5) Prepare the text-based menu

[Update on 3 Dec 2011: added the directory where the file default should reside below]

Create a text-file (via your favourite editor as root), named default in the /srv/tftpboot/pxelinux.cfg directory with the following contents:

default harddisk
display message
prompt 1
timeout 600

# Install openSUSE 11.4 (32-bit)
label openSUSE-114-32
kernel openSUSE-114-32bit.krnl
append initrd=openSUSE-114-32bit.initrd splash=silent vga=0x314 showopts install=http://IP_ADDRESS_OF_SERVER/software/openSUSE-11.4-i586/
# Install openSUSE 11.4 (64-bit)
label openSUSE-114-64
kernel openSUSE-114-64bit.krnl
append initrd=openSUSE-114-64bit.initrd splash=silent vga=0x314 showopts install=http://IP_ADDRESS_OF_SERVER/software/openSUSE-11.4-x86_64/

Everything is self-explanatory above except for the install=http://IP_ADDRESS_OF_SERVER portion.
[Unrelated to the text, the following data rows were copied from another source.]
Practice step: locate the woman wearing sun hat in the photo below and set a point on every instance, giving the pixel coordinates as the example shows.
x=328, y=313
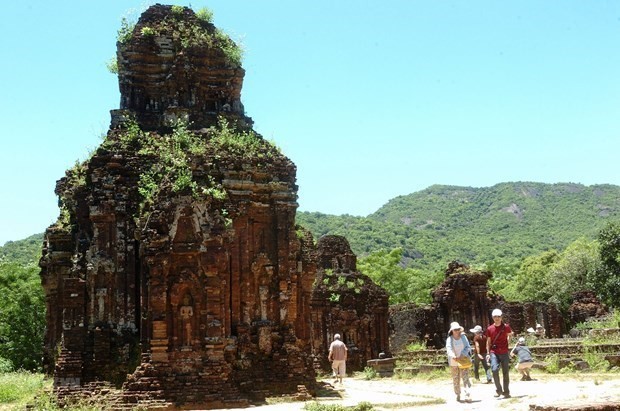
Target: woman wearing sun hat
x=458, y=348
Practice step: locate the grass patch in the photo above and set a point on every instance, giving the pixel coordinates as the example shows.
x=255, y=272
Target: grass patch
x=416, y=346
x=19, y=388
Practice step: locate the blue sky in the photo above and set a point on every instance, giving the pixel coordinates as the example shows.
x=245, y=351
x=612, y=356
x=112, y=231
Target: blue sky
x=371, y=99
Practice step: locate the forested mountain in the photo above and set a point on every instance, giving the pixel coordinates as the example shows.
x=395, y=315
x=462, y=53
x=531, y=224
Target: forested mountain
x=23, y=251
x=505, y=222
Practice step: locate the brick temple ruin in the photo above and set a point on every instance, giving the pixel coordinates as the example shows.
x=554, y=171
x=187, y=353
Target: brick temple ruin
x=346, y=301
x=175, y=271
x=464, y=296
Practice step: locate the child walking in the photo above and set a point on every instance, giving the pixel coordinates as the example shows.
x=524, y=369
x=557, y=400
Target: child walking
x=524, y=359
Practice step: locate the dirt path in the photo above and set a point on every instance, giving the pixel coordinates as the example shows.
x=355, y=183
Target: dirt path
x=409, y=395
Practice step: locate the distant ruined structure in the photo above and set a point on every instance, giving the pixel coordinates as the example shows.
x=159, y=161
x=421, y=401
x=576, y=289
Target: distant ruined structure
x=464, y=296
x=175, y=271
x=347, y=302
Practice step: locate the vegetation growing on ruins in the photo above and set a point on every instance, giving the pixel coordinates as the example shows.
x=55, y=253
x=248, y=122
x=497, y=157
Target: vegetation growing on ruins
x=22, y=315
x=169, y=157
x=186, y=32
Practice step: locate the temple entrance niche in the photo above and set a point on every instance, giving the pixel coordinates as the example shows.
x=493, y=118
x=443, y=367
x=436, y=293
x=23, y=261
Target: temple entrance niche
x=186, y=315
x=186, y=302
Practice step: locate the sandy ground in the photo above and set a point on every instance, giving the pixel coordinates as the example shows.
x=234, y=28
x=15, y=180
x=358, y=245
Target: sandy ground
x=408, y=395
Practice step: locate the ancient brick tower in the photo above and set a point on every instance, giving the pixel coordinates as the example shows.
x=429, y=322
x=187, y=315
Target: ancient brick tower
x=347, y=302
x=175, y=271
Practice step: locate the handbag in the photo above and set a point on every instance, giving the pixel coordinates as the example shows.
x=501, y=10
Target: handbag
x=464, y=362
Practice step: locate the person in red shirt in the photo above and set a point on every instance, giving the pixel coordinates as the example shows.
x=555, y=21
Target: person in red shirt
x=498, y=339
x=480, y=353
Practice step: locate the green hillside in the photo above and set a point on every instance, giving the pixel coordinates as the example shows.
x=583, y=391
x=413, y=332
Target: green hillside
x=507, y=221
x=23, y=251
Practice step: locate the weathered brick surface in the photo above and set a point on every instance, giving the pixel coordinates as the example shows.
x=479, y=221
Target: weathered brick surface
x=347, y=302
x=187, y=300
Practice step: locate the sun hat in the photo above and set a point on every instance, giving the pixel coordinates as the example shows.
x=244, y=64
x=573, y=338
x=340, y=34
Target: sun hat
x=455, y=326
Please refer to my other blog entry on using Apache2 webserver to host and serve up software binaries.

Finally, edit the message file in step 4c earlier to correspond with the example default file entries.

Welcome to openSUSE!

To start the installation, type one of the options below and press .

Available boot options:

openSUSE-114-32 - Installation of 11.4 32bit
openSUSE-114-64 - Installation of 11.4 64bit

Have a lot of fun...



  1. Thanks. I'd been trying to setup a tftp server for over two hours now and never realized that it was a firewall issue.